Notizie Notizie Mondo All’ombra del Partenone rischio crack. L’Europa trema con Atene. Spread oltre quota 1000

All’ombra del Partenone rischio crack. L’Europa trema con Atene. Spread oltre quota 1000

15 Aprile 2011 14:30

Riforme strutturali, risparmi per 23 miliardi e privatizzazioni per 50 miliardi. E’ impervio il sentiero per spegnere la spia rossa sotto il cielo di Atene. Per il primo ministro greco, Georges Papandreou, non c’è scampo: anche se la strada è in salita, ha dettato questa mattina le linee guida che permetteranno il rientro del bilancio pluriennale greco. Misure economiche inevitabili per la salvezza dell’economia del paese. Da qui al 2015 i giochi Olimpici sono aperti. Gli obiettivi del piano sono ambiziosi: si parte da una riduzione delle spese dello Stato a circa il 44% del Pil dal 53% del 2009, in sintonia con la media dell’Eurozona, all’aumento delle entrate a circa il 43% dal 38% del 2009. Atene, se riuscisse negli intenti anticipati oggi riporterebbe le proprie uscite sugli stessi livelli del 2003 e le entrate addirittura sul livello del 2000. Una strada, ha sottolineato il Premier nel corso di un Consiglio dei ministri straordinario, che è necessaria percorrere “per traghettare dalla Grecia della crisi a quella della creazione”.
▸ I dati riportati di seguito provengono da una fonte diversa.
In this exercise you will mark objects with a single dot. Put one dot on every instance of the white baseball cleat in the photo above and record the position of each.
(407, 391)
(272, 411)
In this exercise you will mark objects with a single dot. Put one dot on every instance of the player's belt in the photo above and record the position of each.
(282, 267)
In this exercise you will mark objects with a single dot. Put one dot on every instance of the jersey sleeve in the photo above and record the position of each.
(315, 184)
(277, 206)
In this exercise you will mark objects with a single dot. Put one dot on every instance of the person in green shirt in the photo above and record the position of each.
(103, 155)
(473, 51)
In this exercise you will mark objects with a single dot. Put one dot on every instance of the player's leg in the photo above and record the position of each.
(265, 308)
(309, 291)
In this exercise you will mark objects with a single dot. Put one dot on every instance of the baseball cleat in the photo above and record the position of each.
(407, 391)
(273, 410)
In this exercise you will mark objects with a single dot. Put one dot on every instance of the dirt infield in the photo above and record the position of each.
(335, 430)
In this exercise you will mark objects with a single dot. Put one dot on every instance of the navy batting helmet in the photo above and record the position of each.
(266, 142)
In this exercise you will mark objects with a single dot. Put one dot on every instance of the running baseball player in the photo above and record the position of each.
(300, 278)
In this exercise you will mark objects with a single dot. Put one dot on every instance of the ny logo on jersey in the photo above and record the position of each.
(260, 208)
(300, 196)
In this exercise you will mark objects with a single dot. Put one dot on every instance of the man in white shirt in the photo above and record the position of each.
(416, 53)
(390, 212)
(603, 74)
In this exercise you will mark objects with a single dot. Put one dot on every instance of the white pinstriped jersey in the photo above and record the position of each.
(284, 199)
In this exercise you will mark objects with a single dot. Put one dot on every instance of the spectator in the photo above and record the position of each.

L’alternativa fa paura: è quella che passa per una ristrutturazione del debito pubblico che, come sottolineato sempre da Papandreou durante la diretta televisiva del Consiglio, significherebbe lo sganciamento del Paese dalla scena europea e mondiale, il suo isolamento, fallimento e impoverimento. Uno scenario, secondo il premier greco, che si può evitare ripensando la struttura del Paese stesso con l’appoggio di tutti i cittadini. Senza scendere nei dettagli del piano della rinascita, che saranno resi noti dopo Pasqua, Papandreou ha assicurato che nell’ambito delle privatizzazioni lo Stato conserverà il controllo strategico solo nei settori chiave. Tra le imprese candidate a uscire dall’ombrello pubblico rientrano la società delle ferrovie Ose in grave deficit, il gruppo dell’energia Dei considerato come il gioiello della corona, dove Atene ha attualmente più del 50% del capitale. Mentre nell’ambito della lotta contro gli sprechi il premier ha preannunciato la mobilità dei dipendenti tra settori privati e pubblici, che lascia prevedere la possibilità di una riforma dello statuto del settore pubblico, e ha parlato della creazione di un ente unico per gestire l’insieme delle prestazioni sociali.


Le grandi linee su cui si snoda il bilancio pluriennale greco non sortiscono però sul mercato l’effetto sperato, dove sale sempre di più il rischio Grecia. Questo pomeriggio ha toccato un nuovo record il rischio default del Paese ellenico percepito dagli investitori. I credit default swaps sono balzati a 1.147 punti. In altre parole gli operatori pensano che la probabilità che Atene possa fallire sia del 63% entro i prossimi cinque anni. Per il ministro delle Finanze tedesco Wolfgang Schaeuble la Grecia è stata male interpretata dal mercato. “Le tensioni sul mercato debito sono dovute all’avversione al rischio, non tanto al timore di eventuali ristrutturazioni”, osserva invece Antonino De Gaetani, gestore obbligazionario di BNP Paribas Investment Partners.


“Quello che succede sui mercati è dettato dai rumors e il risultato è un elevato grado volatilità. In Grecia c’è stato un piano di salvataggio elaborato l’anno scorso, Fondo Monetario Internazionale e Unione europea stanno lavorando in modo coordinato per rendere sostenibile il sentiero del rientro dal debito. Da qui ai prossimi mesi non vedo rischi concreti di default, anche perché come dimostra anche il caso del Portogallo la situazione in Europa resta scottante e non conviene a nessuno che la Grecia fallisca”. Per Werner Hoyer, advisor presso il ministero degli Esteri in Germania, il rientro del deficit all’ombra del Partenone non sarà facile. “Commenti di questo tipo non sono certo di aiuto, specialmente perché arrivano nel momento in cui il governo greco disegna nuove misure di austerity”, notano Fabio Fois e Frank Engels di Barclays Capital. “Pertanto non dovremmo prestare troppa attenzione. Dopo tutto, diverse personalità del governo tedesco hanno chiarito recentemente che la ristrutturazione del debito non è un’eventualità da contemplare. Alla luce dei limitati progressi attuati da Atene sul terreno dell’aggiustamento fiscale, non saremmo però sorpresi – aggiungono – se le voci politiche che discutono sulla ristrutturazione del debito diventassero più numerose anche all’interno di altri paesi Core del Vecchio Continente”.